ALTER TABLE web_analytics
ADD INDEX domain_idx domain(url) TYPE bloom_filter GRANULARITY 1;

Be mindful that function-based indexes add overhead during data insertion, so only create them for columns you filter on regularly.

Building a real-time web analytics API With Tinybird

Tinybird provides a managed ClickHouse® environment that allows users to expose domain extraction through REST APIs, without requiring direct infrastructure management.

Create the data source

First, define a data source for URL ingestion using Tinybird's .datasource syntax:

SCHEMA >
    `timestamp` DateTime,
    `url` String,
    `user_id` String,
    `session_id` String

ENGINE "MergeTree"
ENGINE_PARTITION_KEY "toYYYYMM(timestamp)"
ENGINE_SORTING_KEY "timestamp, user_id"

This schema accommodates typical web analytics data while optimizing for time-series queries.

Write the pipe

Create a .pipe file that processes URLs and extracts hostnames with parameterized filtering:

NODE hostname_analysis
SQL >%
    SELECT
        domain(url) AS hostname,
        domainWithoutWWW(url) AS normalized_hostname,
        count() AS visits,
        uniq(user_id) AS unique_users,
        max(timestamp) AS last_seen
    FROM web_analytics
    WHERE timestamp >= now() - INTERVAL {{String(hours, '24')}} HOUR
        {\% if defined(domain_filter) %}
        AND domain(url) LIKE {{String(domain_filter, '%')}}
        {\% end %}
    GROUP BY hostname, normalized_hostname
    ORDER BY visits DESC
    LIMIT {{Int32(limit, 100)}}

Publish the endpoint

Deploy your pipe as an API endpoint using Tinybird's command-line interface:

tb --cloud deploy

Once deployed, you can query your hostname API with curl:

curl "https://api.tinybird.co/v0/pipes/hostname_analysis.json?token=YOUR_TOKEN&hours=6&limit=50"

The API returns real-time web analytics with sub-second latency. Tinybird abstracts operational complexity of ClickHouse® and exposes analytics via REST API endpoints.

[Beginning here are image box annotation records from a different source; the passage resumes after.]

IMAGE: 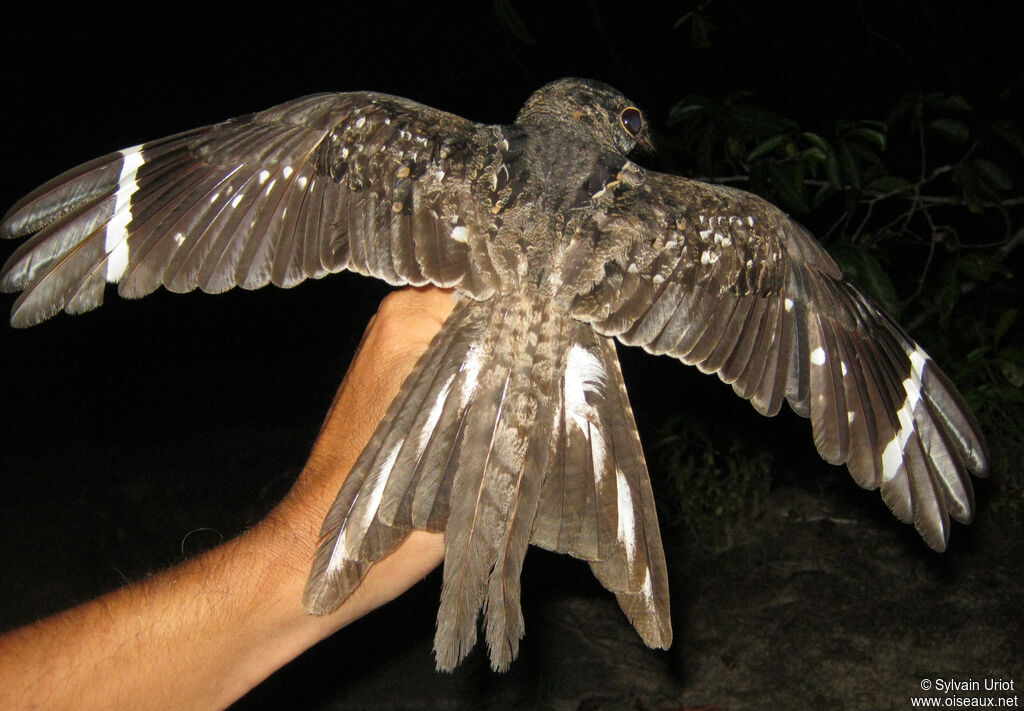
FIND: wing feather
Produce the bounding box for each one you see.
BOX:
[0,92,507,326]
[566,168,987,550]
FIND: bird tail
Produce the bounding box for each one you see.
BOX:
[304,295,672,670]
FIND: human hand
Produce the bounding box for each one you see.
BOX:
[262,288,454,631]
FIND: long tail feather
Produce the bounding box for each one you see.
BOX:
[305,294,672,670]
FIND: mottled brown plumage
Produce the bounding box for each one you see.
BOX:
[0,79,987,669]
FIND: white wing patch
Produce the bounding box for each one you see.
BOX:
[882,343,929,482]
[615,467,634,575]
[103,145,145,284]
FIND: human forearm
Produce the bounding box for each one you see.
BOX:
[0,290,452,710]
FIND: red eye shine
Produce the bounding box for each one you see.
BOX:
[618,107,643,136]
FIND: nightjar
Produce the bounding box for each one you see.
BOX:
[0,79,987,670]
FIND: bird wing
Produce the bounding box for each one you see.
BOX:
[572,170,987,550]
[0,92,507,326]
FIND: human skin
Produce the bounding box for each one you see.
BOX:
[0,288,454,710]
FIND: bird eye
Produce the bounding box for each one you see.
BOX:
[618,107,643,136]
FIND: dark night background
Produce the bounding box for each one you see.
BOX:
[0,0,1024,709]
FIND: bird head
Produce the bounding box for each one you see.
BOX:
[516,79,653,156]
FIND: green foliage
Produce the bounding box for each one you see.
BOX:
[653,416,773,547]
[666,86,1024,517]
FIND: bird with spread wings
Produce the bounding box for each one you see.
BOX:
[0,79,987,670]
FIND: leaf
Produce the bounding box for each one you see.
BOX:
[746,133,790,163]
[800,131,831,153]
[839,143,860,191]
[971,158,1014,191]
[922,93,973,112]
[928,119,971,143]
[957,252,1014,282]
[828,242,900,319]
[825,145,843,191]
[853,127,886,151]
[768,163,810,212]
[800,147,825,165]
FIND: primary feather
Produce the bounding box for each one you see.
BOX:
[0,79,987,669]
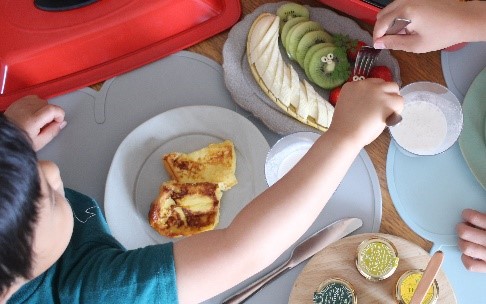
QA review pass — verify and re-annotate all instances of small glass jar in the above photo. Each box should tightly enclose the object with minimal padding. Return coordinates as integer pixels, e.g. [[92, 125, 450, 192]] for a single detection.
[[356, 236, 399, 281], [313, 278, 358, 304], [395, 269, 439, 304]]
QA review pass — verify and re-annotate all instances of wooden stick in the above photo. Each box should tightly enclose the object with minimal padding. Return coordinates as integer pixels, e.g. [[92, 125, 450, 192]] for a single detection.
[[410, 250, 444, 304]]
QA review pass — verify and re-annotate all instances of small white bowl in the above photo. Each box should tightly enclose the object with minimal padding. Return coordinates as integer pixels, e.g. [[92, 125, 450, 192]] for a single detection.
[[265, 132, 320, 186], [389, 81, 463, 155]]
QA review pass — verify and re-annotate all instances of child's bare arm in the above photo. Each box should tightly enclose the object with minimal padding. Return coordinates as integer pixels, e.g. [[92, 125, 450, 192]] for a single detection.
[[5, 95, 66, 151]]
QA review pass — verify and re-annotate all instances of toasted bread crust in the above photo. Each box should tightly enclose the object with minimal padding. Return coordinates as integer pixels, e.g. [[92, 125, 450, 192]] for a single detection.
[[163, 140, 237, 190], [148, 181, 222, 238]]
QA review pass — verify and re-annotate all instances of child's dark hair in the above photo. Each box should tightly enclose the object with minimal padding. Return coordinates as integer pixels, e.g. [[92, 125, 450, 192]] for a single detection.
[[0, 113, 41, 298]]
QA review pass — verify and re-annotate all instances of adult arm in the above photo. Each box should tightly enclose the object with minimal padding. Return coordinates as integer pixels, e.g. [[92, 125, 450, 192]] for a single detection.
[[5, 95, 66, 151], [174, 79, 403, 303], [457, 209, 486, 272], [373, 0, 486, 53]]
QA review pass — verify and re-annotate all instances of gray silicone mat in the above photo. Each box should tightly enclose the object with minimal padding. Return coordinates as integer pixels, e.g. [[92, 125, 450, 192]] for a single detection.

Common mistakes when parsing domains

Several pitfalls commonly occur when working with domain extraction in production environments. Being aware of them helps you build more robust data pipelines.

Missing `http://` scheme

URLs without proper schemes can produce unexpected parsing results. The domain() function assumes the first component before a slash is the hostname, which might not always be correct:

Complete URLs work fine: domain('www.example.com') returns 'www.example.com'
Paths with domains work: domain('example.com/path') returns 'example.com'
Relative paths fail: domain('/relative/path') returns empty string
Malformed data is unpredictable: Random strings produce inconsistent results

Consider data validation before applying domain extraction to ensure consistent results across your dataset.

Non-ASCII characters

Internationalized domain names (IDN) contain non-ASCII characters that require special encoding. ClickHouse® handles these reasonably well, but be aware of potential encoding issues:

SELECT domain('https://münchen.example.com/page');
-- May return punycode representation or preserve Unicode depending on input

For applications serving international users, consider how you want to handle and display domain names with special characters.

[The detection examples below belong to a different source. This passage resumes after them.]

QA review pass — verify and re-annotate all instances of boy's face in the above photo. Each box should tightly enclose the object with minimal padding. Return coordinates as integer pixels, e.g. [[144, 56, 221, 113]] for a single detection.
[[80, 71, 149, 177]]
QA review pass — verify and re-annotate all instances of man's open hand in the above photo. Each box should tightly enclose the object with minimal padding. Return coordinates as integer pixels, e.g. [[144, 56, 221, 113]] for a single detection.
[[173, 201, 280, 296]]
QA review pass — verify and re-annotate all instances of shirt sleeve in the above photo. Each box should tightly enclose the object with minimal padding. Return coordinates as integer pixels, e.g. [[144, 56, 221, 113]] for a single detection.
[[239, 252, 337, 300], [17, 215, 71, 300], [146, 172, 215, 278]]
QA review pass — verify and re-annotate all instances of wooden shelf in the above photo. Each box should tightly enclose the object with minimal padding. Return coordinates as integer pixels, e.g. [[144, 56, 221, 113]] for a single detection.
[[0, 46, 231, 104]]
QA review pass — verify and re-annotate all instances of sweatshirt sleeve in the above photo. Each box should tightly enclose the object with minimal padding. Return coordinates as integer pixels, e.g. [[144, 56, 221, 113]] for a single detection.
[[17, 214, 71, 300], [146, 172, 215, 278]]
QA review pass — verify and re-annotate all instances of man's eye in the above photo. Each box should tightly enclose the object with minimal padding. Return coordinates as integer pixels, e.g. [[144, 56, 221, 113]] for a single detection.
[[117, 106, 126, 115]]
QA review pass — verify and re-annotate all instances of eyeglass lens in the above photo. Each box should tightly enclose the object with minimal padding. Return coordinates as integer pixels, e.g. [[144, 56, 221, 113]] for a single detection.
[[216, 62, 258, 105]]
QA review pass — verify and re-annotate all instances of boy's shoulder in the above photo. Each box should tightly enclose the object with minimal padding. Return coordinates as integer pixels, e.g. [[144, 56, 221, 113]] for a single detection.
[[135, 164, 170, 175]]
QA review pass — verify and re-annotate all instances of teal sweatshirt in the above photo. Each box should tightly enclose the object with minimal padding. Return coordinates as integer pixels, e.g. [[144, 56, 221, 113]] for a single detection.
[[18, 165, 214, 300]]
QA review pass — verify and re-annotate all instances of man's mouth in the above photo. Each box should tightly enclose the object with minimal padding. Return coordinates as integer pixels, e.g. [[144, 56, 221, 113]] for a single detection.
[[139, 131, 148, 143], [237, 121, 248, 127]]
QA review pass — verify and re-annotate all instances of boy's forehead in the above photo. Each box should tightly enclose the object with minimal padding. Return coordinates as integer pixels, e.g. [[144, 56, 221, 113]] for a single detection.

Start building ClickHouse®-based APIs with Tinybird

Rather than managing ClickHouse® infrastructure yourself, Tinybird provides a managed platform that exposes most core ClickHouse® SQL functions, including URL functions.

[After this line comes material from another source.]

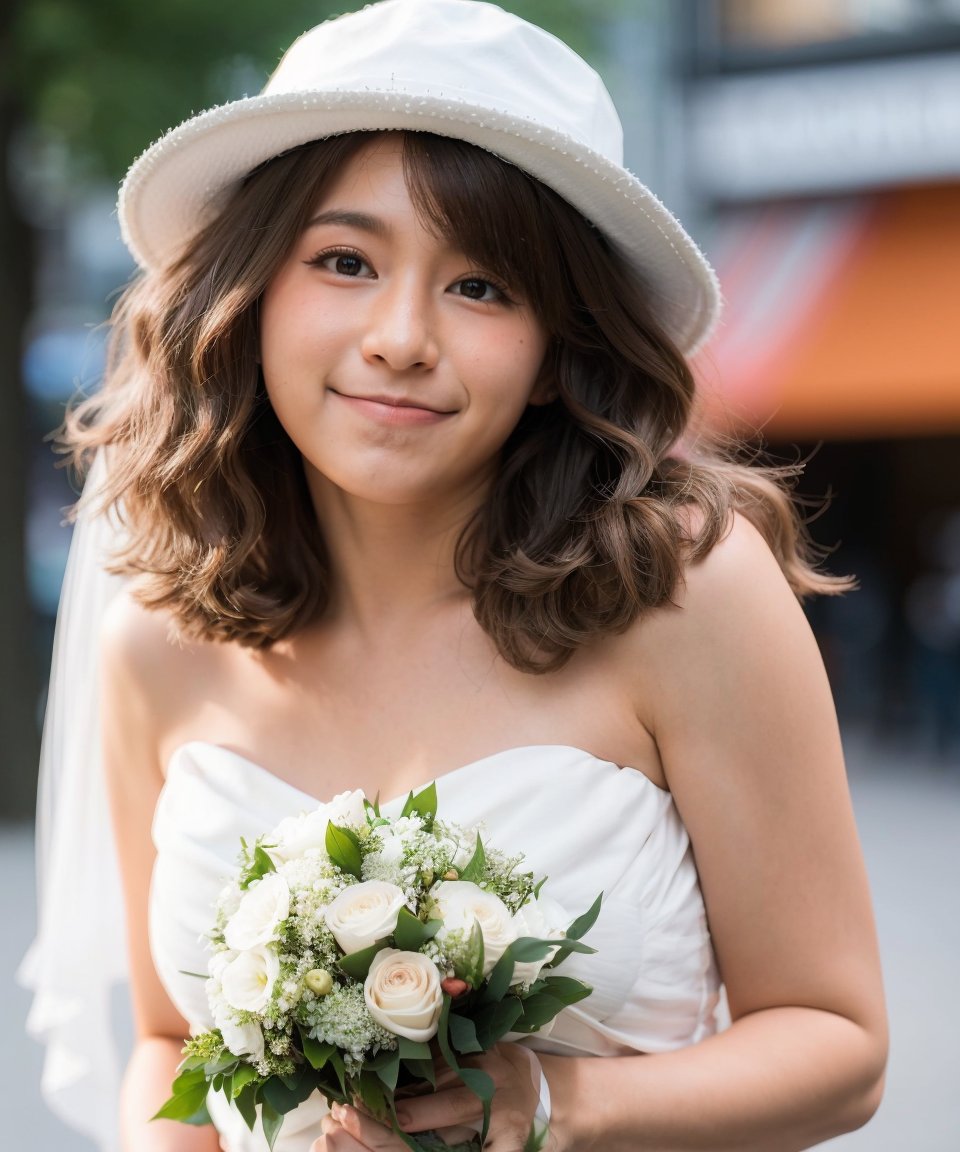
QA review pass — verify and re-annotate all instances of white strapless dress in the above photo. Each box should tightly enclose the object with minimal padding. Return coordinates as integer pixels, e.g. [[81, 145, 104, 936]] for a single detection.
[[150, 742, 719, 1152]]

You can build and deploy real-time analytics APIs with sub-second query latency and built-in security. Tinybird is designed for scalability, but 'automatic scaling' may not be guaranteed in all contexts.

Whether you're processing web analytics, building user-facing dashboards, or creating internal monitoring tools, Tinybird's developer-centric approach means you can focus on your application logic rather than database administration. Skip the infrastructure work and ship your first API in minutes.

FAQs about extracting hostnames in ClickHouse®

How does the `domain` function handle uppercase letters in URLs?

The domain function preserves the original case of the hostname as provided in the input URL string. ClickHouse® does not automatically convert hostnames to lowercase during extraction.

Does the `domain` function validate if the extracted hostname is a real domain?

No. The domain function performs string parsing only and does not validate whether the extracted hostname corresponds to an actual registered domain or reachable server.

Can I extract hostnames from array columns containing multiple URLs?

Yes. Use arrayMap(domain, url_array) to apply the domain function to each URL in an array column, returning an array of extracted hostnames.

Skip the infra work. Deploy your first ClickHouse^®
project now.

Our Columns:

Skip the infra work. Deploy your first ClickHouse^®
project now.

Skip the infra work. Deploy your first ClickHouse^®
project now.

How to get the hostname from a URL in ClickHouse^®

How the `domain` function extracts the hostname

Argument type

Return type

Syntax and return type of `domain`

Basic usage example

Handling Protocol-Less, Port, and IPv6 URLs

Missing protocol

URLs with ports

IPv6 literals

Removing the `www` prefix with `domainWithoutWWW`

Comparing `domain`, `hostName`, and other URL helpers

`domain`

`hostName`

`cutURLParameter`

Persisting computed hostnames in a materialized view

Creating the view

Backfilling Historical Data

Query performance and indexing tips

Using `LOWCARDINALITY`

Pushing function into index

Building a real-time web analytics API With Tinybird

Create the data source

Write the pipe

Publish the endpoint

Common mistakes when parsing domains

Missing `http://` scheme

Non-ASCII characters

Start building ClickHouse®-based APIs with Tinybird

FAQs about extracting hostnames in ClickHouse®

How does the `domain` function handle uppercase letters in URLs?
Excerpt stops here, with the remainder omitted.